Olaf Sauer: Ich würde sagen, dass zuallererst mal die Skalierung von digitalen Lösungen ein ganz großer Mehrwert ist. Weil wir das in den letzten Jahren nicht erreicht haben. Wir haben es nicht geschafft, dass digitale Lösungen sich so durchsetzen, wie wir uns das ursprünglich mal vorgestellt haben. Weil sie eben doch sehr firmenspezifisch waren. Ein großer Vorteil von Manufacturing-X ist erstmal, dass wir uns davon erhoffen, dass diese digitalen Lösungen skalieren.

Das zweite ist, dass die Digitalisierungen, die wir in den letzten zehn Jahren gemacht haben, sich zum großen Teil auf unternehmensinterne Abläufe und Verbesserungen fokussiert haben. Wir haben versucht, Daten aus unseren Maschinen rauszuholen und dann erstmal innerhalb unserer Firmen zu nutzen.

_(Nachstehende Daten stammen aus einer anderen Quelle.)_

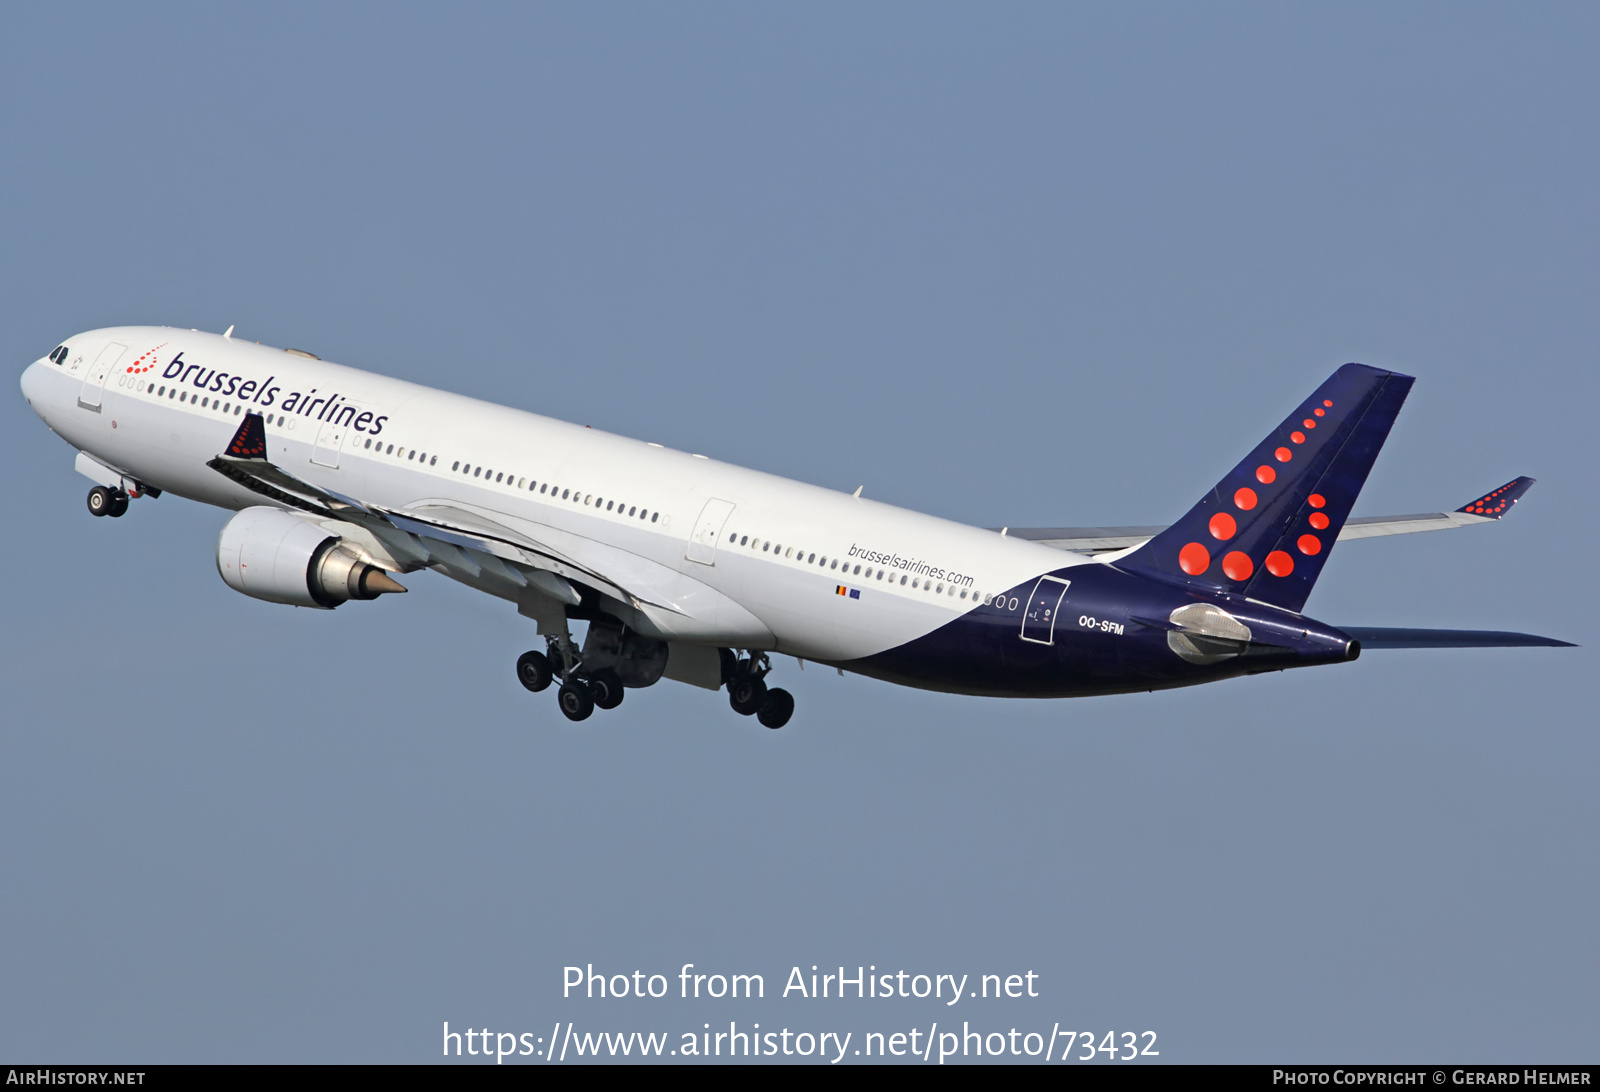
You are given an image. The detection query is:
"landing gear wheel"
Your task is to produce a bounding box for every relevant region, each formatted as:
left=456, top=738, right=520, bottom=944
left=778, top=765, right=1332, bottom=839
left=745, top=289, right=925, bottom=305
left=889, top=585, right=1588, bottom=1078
left=107, top=491, right=129, bottom=518
left=756, top=688, right=794, bottom=729
left=516, top=650, right=553, bottom=693
left=557, top=681, right=594, bottom=722
left=87, top=486, right=114, bottom=517
left=589, top=670, right=625, bottom=710
left=729, top=675, right=767, bottom=716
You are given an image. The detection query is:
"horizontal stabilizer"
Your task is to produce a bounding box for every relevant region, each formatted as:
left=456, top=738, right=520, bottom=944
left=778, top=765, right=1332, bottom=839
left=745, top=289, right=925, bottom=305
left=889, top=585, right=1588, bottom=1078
left=1003, top=481, right=1536, bottom=555
left=1342, top=627, right=1574, bottom=649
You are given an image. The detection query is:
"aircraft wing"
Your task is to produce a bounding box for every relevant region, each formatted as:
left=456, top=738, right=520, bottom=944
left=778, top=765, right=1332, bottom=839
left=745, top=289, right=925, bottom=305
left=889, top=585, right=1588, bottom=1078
left=206, top=413, right=722, bottom=623
left=1004, top=477, right=1536, bottom=555
left=207, top=413, right=646, bottom=600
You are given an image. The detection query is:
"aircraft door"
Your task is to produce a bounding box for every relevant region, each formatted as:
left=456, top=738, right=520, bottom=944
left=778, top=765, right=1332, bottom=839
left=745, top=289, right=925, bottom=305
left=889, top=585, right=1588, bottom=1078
left=311, top=417, right=349, bottom=468
left=78, top=342, right=127, bottom=411
left=1019, top=576, right=1071, bottom=645
left=685, top=498, right=736, bottom=565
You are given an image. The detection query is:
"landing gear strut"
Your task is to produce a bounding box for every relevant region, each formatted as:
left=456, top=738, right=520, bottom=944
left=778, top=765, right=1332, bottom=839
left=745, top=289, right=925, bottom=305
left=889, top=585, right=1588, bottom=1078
left=514, top=637, right=795, bottom=728
left=516, top=633, right=626, bottom=723
left=87, top=486, right=128, bottom=518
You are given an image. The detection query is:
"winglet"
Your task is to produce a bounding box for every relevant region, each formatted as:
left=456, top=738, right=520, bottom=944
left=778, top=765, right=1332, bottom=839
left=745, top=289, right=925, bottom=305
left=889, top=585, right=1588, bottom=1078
left=223, top=413, right=269, bottom=460
left=1455, top=476, right=1535, bottom=519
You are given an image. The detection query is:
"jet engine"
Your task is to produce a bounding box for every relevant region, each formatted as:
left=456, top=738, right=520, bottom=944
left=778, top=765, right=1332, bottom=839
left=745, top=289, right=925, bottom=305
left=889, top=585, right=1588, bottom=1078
left=216, top=506, right=406, bottom=609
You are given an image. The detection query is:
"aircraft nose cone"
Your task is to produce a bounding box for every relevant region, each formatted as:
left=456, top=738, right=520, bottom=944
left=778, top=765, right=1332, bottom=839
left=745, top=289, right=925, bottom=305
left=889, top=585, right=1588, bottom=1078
left=20, top=359, right=49, bottom=410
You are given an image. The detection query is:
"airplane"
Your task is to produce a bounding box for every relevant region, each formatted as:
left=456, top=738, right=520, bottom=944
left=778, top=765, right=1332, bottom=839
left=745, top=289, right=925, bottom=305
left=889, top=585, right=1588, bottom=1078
left=19, top=326, right=1572, bottom=728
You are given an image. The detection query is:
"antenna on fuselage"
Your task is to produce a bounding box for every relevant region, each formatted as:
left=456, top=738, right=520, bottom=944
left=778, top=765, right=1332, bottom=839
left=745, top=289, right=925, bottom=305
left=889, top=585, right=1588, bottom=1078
left=222, top=325, right=235, bottom=340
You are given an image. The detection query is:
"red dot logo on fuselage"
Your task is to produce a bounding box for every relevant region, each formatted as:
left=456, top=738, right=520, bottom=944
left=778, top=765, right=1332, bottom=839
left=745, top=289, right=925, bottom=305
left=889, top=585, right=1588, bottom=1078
left=126, top=343, right=169, bottom=376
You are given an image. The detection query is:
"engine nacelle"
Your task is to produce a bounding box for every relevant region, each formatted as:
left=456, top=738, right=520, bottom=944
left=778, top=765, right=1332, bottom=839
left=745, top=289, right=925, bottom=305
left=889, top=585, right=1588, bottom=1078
left=216, top=506, right=406, bottom=609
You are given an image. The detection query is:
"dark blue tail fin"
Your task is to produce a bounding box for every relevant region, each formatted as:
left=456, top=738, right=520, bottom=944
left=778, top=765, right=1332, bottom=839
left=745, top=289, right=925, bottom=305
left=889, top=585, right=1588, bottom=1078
left=1115, top=363, right=1414, bottom=613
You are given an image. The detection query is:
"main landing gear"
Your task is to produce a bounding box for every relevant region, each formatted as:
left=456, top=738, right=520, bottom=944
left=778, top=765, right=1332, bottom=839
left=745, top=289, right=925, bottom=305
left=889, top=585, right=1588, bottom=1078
left=723, top=651, right=795, bottom=729
left=513, top=643, right=797, bottom=729
left=86, top=485, right=129, bottom=518
left=515, top=644, right=625, bottom=723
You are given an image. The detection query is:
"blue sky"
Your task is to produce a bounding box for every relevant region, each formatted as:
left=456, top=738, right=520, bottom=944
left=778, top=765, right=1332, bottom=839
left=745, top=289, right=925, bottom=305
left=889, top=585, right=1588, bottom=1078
left=2, top=2, right=1595, bottom=1062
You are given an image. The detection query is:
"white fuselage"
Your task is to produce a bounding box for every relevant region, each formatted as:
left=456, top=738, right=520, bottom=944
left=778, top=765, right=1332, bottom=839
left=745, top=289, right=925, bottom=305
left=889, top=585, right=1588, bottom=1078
left=22, top=327, right=1088, bottom=666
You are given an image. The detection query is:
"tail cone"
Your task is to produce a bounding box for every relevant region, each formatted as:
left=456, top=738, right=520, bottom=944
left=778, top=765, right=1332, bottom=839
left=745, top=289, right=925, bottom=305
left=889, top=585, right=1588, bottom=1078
left=360, top=568, right=408, bottom=596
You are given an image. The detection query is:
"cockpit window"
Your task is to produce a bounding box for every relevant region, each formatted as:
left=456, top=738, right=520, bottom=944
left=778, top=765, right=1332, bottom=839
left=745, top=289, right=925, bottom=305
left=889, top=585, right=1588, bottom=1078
left=49, top=345, right=67, bottom=364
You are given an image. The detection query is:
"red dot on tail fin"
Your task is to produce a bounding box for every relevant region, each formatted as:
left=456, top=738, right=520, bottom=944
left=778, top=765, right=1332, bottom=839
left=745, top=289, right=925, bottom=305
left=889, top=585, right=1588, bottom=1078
left=1222, top=552, right=1254, bottom=580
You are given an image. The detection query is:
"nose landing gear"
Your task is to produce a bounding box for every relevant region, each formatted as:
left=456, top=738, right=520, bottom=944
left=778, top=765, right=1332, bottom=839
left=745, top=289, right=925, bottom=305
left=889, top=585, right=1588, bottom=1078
left=86, top=486, right=129, bottom=518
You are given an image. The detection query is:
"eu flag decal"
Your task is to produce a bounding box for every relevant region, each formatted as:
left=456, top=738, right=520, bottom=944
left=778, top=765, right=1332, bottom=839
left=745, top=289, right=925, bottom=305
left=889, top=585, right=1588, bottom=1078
left=835, top=586, right=860, bottom=599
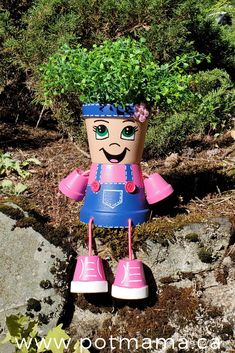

Dieser Schritt geht bei Manufacturing-X darüber hinaus, weil wir jetzt Fertigungsnetzwerke oder ganze Lieferketten verbessern wollen. Natürlich wird es auch nach wie vor so sein, dass wir innerhalb der Firmen Tieflochbohrungen machen müssen, um unsere Prozesse zu verbessern. Das ist überhaupt gar keine Frage. Also wir müssen schon darauf gucken, dass unsere Prozesse optimal laufen und auch auf die letzten zwei Millisekunden irgendeiner Span-zu-Span-Zeit, um sowas auch noch rauszuholen.

Aber ich glaube, dass man durch den Datenaustausch zwischen Firmen noch viel, viel mehr Potenzial rausholen kann. Wir haben zum Beispiel Projekte mit der Automobilindustrie, wo uns die Kollegen und Mitarbeiter im Presswerk sagen, wenn wir jetzt wüssten, wie dieses Coil und dieser Stahl, mit welchen Prozessparameter der entstanden ist, dann könnten wir auf unserer Presse ganz anders und viel besser agieren.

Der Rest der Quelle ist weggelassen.